On Wednesday, the B.C. government announced it is launching a racist incident helpline and offering community groups up to $10,000 to combat hate-motivated violence in the province.
Premier David Eby made the announcement on Wednesday, citing a "deeply troubling rise in hate and racism" against members of the Muslim and Jewish communities, and against Asians during the COVID-19 pandemic.
B.C.'s human rights commissioner, Kasari Govender, says she was "underwhelmed" by the announcement.
"We know that it's time to move beyond nice words and into real actions, and I'm glad to see the province taking some steps in that direction, but this doesn't go far enough," Govender said.

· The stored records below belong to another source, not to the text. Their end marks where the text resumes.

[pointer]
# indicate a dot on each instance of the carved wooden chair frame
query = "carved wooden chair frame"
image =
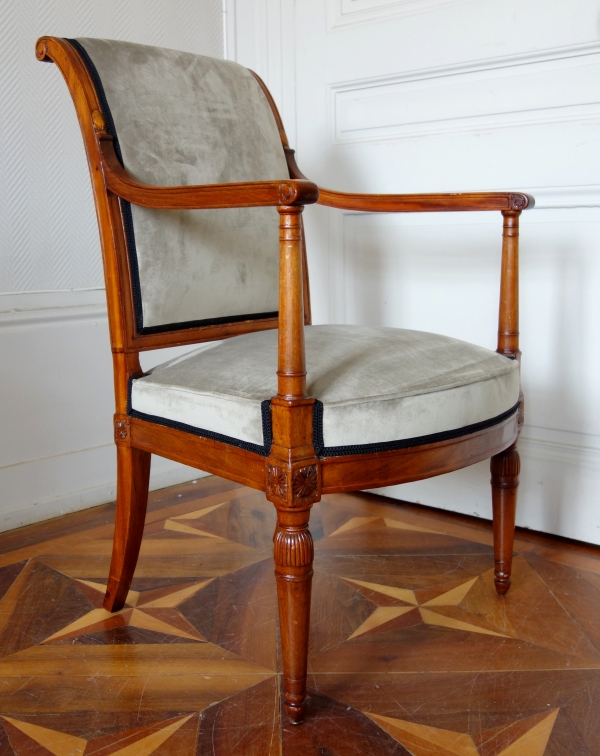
(292, 476)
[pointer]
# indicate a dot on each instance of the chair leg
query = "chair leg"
(505, 468)
(133, 476)
(294, 554)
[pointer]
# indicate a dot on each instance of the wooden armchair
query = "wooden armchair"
(190, 168)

She called the measures reactive and said more needs to be done to take preventative measures.
"Education, for example — how do we prevent hate incidents from happening in the first place, or how do we change our society so that we don't have these responses and really address hate at its roots?" Govender said.
B.C. Human Rights Commissioner Kasari Govender calls the province's measures reactive and is calling for a comprehensive action plan that includes more preventative measures. (Kasari Govender/Twitter)
Govender recently expressed "deep concern" about the rising number of hate incidents stemming from the Israel-Hamas war, highlighting a surge in discrimination and violence toward both Jewish and Muslim people in the province.
"We absolutely have seen a spike in Islamophobic and antisemitic incidents in recent weeks, and I've really been calling for action in response to that," she said. "We can't sit back and let this happen — we need to have real action."
Vancouver police have reported some two dozen incidents aimed at the Jewish community, while the National Council of Canadian Muslims has said the last few weeks have been the worst in decades for Islamophobia reports.
Govender says the latest surge follows a wave of discrimination this fall against trans and gender-diverse people, which came after a dramatic rise in hate during the COVID-19 pandemic.
What the province is doing right now, in helping people to feel safe and that the government has their back, is a great start.- Ezra Shanken, Jewish Federation of Greater Vancouver CEO
It spurred her to write a report last year, after getting feedback from thousands of British Columbians.
It included 12 recommendations for the B.C. government to combat the rise in hate.
Govender says the majority of those recommendations have been left unaddressed.
"This government has had my draft recommendations for a year to the day," said Govender. "What we see with this latest announcement is a step in the right direction, but far too small and far too limited a step to really tackle the breadth of the problem."
She said she wants to see a comprehensive action plan, rather than a "piecemeal" collection of measures already announced.
Province's steps applauded by Jewish group
The Jewish Federation of Greater Vancouver says it has been targeted with more than 24 hate-motivated cases that are now being looked at by police in the past month alone.
"From swastikas being scrawled on a house of worship in South Surrey, to hate speech, to windows being broken, to people being harassed and threatened ... This is a really challenging time and people feel unsafe," said CEO Ezra Shanken.
He commended the province's new measures and said his group will continue advocating the province to provide security guards.
"The security costs have skyrocketed across the Jewish community over the past month," he said. "What the province is doing right now, in helping people to feel safe and the government has their back, is a great start."
The initiatives are estimated to cost $2.4 million, funded through the civil forfeiture program which allows the province to seize and sell property connected to criminal activity.
The B.C. government says anonymized data collected from the helpline will be analyzed to recognize patterns and trends for authorities to decide how to deploy anti-racism resources in the future.